Health in transition
Reddy notes that developing countries "increasingly find themselves facing multiple disease burdens." On the one hand, they must grapple with infectious diseases associated with poverty – for example, bouts of acute diarrhoea, malaria and tuberculosis. On the other hand, they must increasingly deal with lifestyle diseases – for example, hypertension and cardiovascular disease, cancer and diabetes – that are often related to unhealthy diets and sedentary patterns of behaviour previously associated only with wealthy countries.
As Reddy observes, India, which still suffers high rates of infectious diseases, is now the global capital of diabetes. "An estimated 41 million Indians have diabetes," he says, "and that figure is expected to rise between 70 and 80 million people over the next few decades."
"Heart attacks are also on the rise in India," Reddy says.
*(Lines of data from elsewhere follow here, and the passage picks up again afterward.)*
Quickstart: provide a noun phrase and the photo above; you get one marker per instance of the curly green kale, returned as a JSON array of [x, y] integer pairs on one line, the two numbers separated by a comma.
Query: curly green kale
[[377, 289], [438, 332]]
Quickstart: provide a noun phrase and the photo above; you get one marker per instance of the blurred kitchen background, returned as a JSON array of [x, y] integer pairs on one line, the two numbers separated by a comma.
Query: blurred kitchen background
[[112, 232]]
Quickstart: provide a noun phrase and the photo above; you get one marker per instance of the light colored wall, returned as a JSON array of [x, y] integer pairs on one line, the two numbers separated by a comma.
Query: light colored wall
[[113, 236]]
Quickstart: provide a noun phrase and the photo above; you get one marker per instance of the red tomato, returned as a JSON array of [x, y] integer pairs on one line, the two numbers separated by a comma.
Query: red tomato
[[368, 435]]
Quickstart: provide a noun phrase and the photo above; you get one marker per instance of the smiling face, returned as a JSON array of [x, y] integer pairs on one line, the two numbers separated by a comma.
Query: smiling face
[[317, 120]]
But in contrast to developed countries, where heart attacks first occur between the ages 60 and 70, in India and other developing countries heart attacks often strike in the late 40s or early 50s.
How can any country, Reddy asks, hope to build a prosperous society when a disproportionate number of its citizens are debilitated by illness and disease during the prime years of their work life? He cites a recent World Health Organization study which estimates that, between 2005 and 2015, developing countries will experience economic losses of more than USD235 billion due to heart ailments, strokes and diabetes.
If there is one word that describes the state of global health today, it is 'disparity'. For example, Reddy observes that there are disparities in life expectancy at birth ranging from just over 40 in Lesotho to more than 80 in Japan. There are disparities in maternal mortality rates ranging from 2,000 deaths per 100,000 live births in Sierra Leone to 4 in Austria. And there are disparities in infant mortality rates, ranging from 160 deaths per 1,000 live births in Afghanistan to 3 in Singapore.
Disparities in critical health indicators, Reddy notes, just don't exist between developed and developing countries. They are present among developing countries too. For instance, the maternal mortality rate in India stands at 254 per 100,000 live births. In China, it is 54.
So, what can be done to improve global health and narrow health disparities between countries?
Reddy says that it is important for developing countries to address their chronic shortcomings in medical personnel. Malawi, for instance, has 0.04 doctors per 1,000 population; Cuba has more than 6.
But it's not just personnel shortages, or for that matter money, that requires the attention of policy makers. Reddy says there must also be a fundamental shift in thinking on how to train and employ health professionals.
"Greater emphasis must be placed on primary health care," he maintains, "and that means training greater numbers of general practitioners and fewer specialists." He also contends that "we must move health-care curricula beyond strictly confined professional tracts to channels that provide the knowledge and skills health-care professionals will need to 'fit the functions' that they will be asked to serve."
He asserts that we must increase incentives for results-based, rather than service-based, health-care, and develop comprehensive strategies to take advantage of new technologies, especially information and communication technologies, to improve the efficiency of health-care delivery. New fields of science, such as genomics, must be embraced not just by researchers, but also by clinicians. Yet, he also states that "we must carefully evaluate these technologies and fields" to ensure the investments are paying off in terms of better health.
Reddy observes that the 21st century will be the century of global health, and that this carries two important implications for health-care practices worldwide.
First, it means that a growing number of health issues will require a global response if we are to meet the challenges that these issues entail. These issues include the rapid transmission of new pathogens, fears of bioterrorism and the growing incidences of such non-communicable diseases as tobacco-related cancer, diabetes and obesity that are associated with unhealthy diets and lifestyles.
Second, Reddy notes that health is increasingly affected by trends that "are not often thought to be directly related to health", but that nevertheless have "profound impacts on whether people are able to live healthy lives." These trends, for example, include rapid urbanization and a sharp rise in air pollution levels in cities in developing world, the spread of industrial agriculture which raises the prospects of more frequent occurrences of zootropic pandemics, and the spectre of global warming.
The 19th century, Reddy observes, was marked by the first significant advances in the practice of medicine and the 20th century by a rise in public health concerns.
The 21st century, in contrast, may be the century in which health issues are directly tied to broader currents in our global community, including efforts to combat global warming and devise effective measures for sustainable development.
To meet these complex challenges, Reddy concludes that "we must pursue strategies that have multiple, synergistic benefits for the economy, the environment and public health."